Josh Eric Richman (born May 21, 1965) is an American actor, writer, producer, director. and club promotor. He is best known for his work with Guns N' Roses.

== Career ==
His first acting job was a minor role in the science fiction television show V: The Series.

In 1991, Richman developed a professional relationship with Axl Rose from Guns N' Roses that led to him directing their video for a cover of Paul McCartney's "Live and Let Die". He is featured prominently in the Guns N' Roses home video titled, Making F@#$ing Videos Part 1 which chronicles his involvement in co-writing the promotional video for the GN'R hit "Don't Cry". Richman's involvement with the band landed him the inclusion of his photo in the booklet of their multi-platinum selling Use Your Illusion I and Use Your Illusion II albums. Richman had a small speaking role in the spoken word section of their cover of "Knockin' on Heaven's Door".

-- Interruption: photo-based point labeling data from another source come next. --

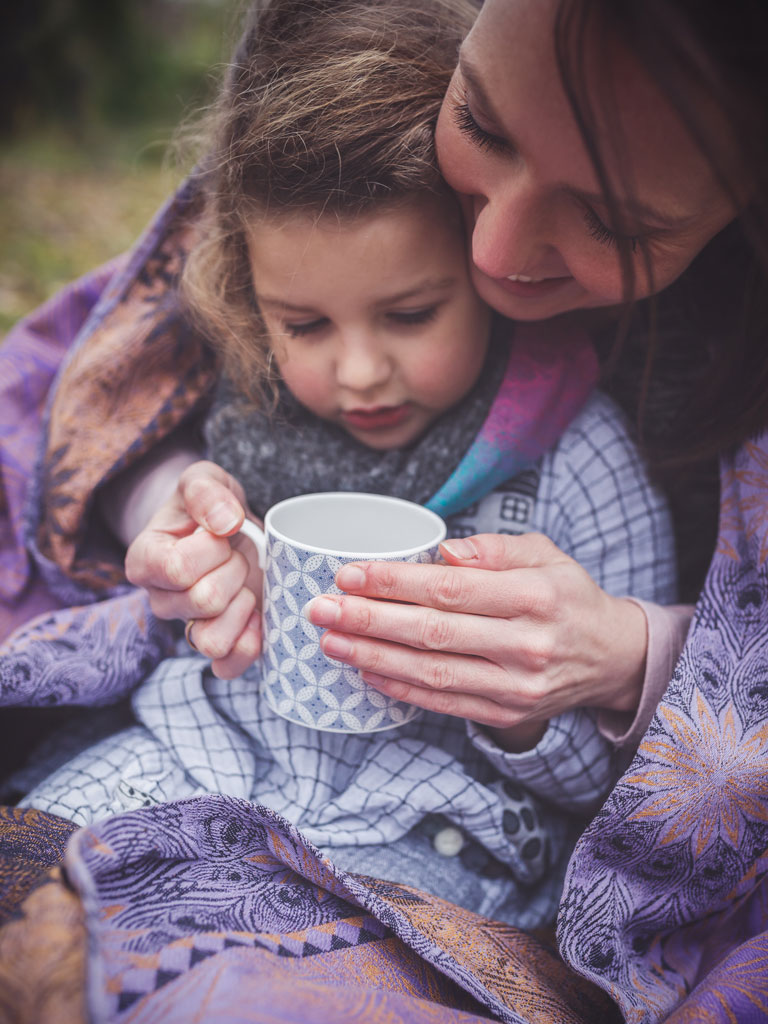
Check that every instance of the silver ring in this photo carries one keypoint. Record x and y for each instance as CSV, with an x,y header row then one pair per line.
x,y
187,632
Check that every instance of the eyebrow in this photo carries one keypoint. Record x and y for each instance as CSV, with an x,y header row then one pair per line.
x,y
632,207
438,285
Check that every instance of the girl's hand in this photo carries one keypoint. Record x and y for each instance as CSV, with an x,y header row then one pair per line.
x,y
510,631
209,576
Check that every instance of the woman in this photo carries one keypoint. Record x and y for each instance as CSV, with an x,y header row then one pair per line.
x,y
604,152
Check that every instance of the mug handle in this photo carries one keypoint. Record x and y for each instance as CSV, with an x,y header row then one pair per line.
x,y
255,534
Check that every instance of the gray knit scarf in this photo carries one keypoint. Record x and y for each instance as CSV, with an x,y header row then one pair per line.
x,y
292,452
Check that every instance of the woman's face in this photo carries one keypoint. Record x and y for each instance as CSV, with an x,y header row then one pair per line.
x,y
543,242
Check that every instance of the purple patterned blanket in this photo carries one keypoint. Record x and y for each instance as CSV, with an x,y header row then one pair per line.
x,y
665,905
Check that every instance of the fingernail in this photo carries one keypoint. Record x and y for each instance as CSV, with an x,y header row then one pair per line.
x,y
336,646
221,518
460,548
350,578
374,679
322,610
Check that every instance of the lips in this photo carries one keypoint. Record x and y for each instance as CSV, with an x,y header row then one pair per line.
x,y
378,418
529,288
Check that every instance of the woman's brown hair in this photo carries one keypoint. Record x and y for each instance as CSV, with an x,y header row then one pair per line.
x,y
714,320
329,105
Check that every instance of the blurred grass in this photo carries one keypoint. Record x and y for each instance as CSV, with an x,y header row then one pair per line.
x,y
77,190
64,211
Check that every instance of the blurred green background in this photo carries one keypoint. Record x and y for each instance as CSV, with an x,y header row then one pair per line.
x,y
93,92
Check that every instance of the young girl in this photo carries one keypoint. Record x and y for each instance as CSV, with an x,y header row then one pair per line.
x,y
332,271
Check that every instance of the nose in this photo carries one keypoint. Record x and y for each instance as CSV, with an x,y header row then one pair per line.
x,y
514,230
363,364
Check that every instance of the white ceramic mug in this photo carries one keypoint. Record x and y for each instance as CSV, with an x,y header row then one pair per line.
x,y
304,543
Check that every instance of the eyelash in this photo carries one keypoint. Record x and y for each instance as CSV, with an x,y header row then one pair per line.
x,y
604,236
466,124
415,316
406,318
301,330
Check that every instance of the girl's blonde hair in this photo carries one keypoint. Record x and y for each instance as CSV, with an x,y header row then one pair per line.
x,y
329,105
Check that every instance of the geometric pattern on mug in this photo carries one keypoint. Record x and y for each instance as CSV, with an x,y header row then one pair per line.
x,y
300,682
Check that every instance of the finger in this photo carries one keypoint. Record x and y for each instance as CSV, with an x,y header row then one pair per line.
x,y
450,588
247,648
502,551
208,597
159,560
448,674
213,498
476,709
429,629
216,638
247,548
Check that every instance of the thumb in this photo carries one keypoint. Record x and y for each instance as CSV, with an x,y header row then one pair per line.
x,y
213,498
502,551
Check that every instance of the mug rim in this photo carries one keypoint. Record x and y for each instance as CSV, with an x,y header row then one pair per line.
x,y
320,496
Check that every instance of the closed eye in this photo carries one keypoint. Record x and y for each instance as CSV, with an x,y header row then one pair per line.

Richman's first big role was in the 1986 drama film River's Edge as Tony. He also appeared in two other films that year, Thrashin' and Modern Girls. He appeared in the 1987 film The Allnighter and the 1988 sequel film, Fright Night Part 2. Also in 1988, he played a role in the film Heathers. His other films include Kiss Kiss Bang Bang (2005), The Education of Charlie Banks (2007) and a minor role in Oliver Stone's Natural Born Killers and Adam Collis' Sunset Strip.

Richman had minor roles in the following television shows: The Twilight Zone, V: The Series, 21 Jump Street, and Pacific Blue.

Richman is the manager of a rock band called Deadsy.

In 2000, Richman and two others founded the Alliance, a club promotion agency in Hollywood.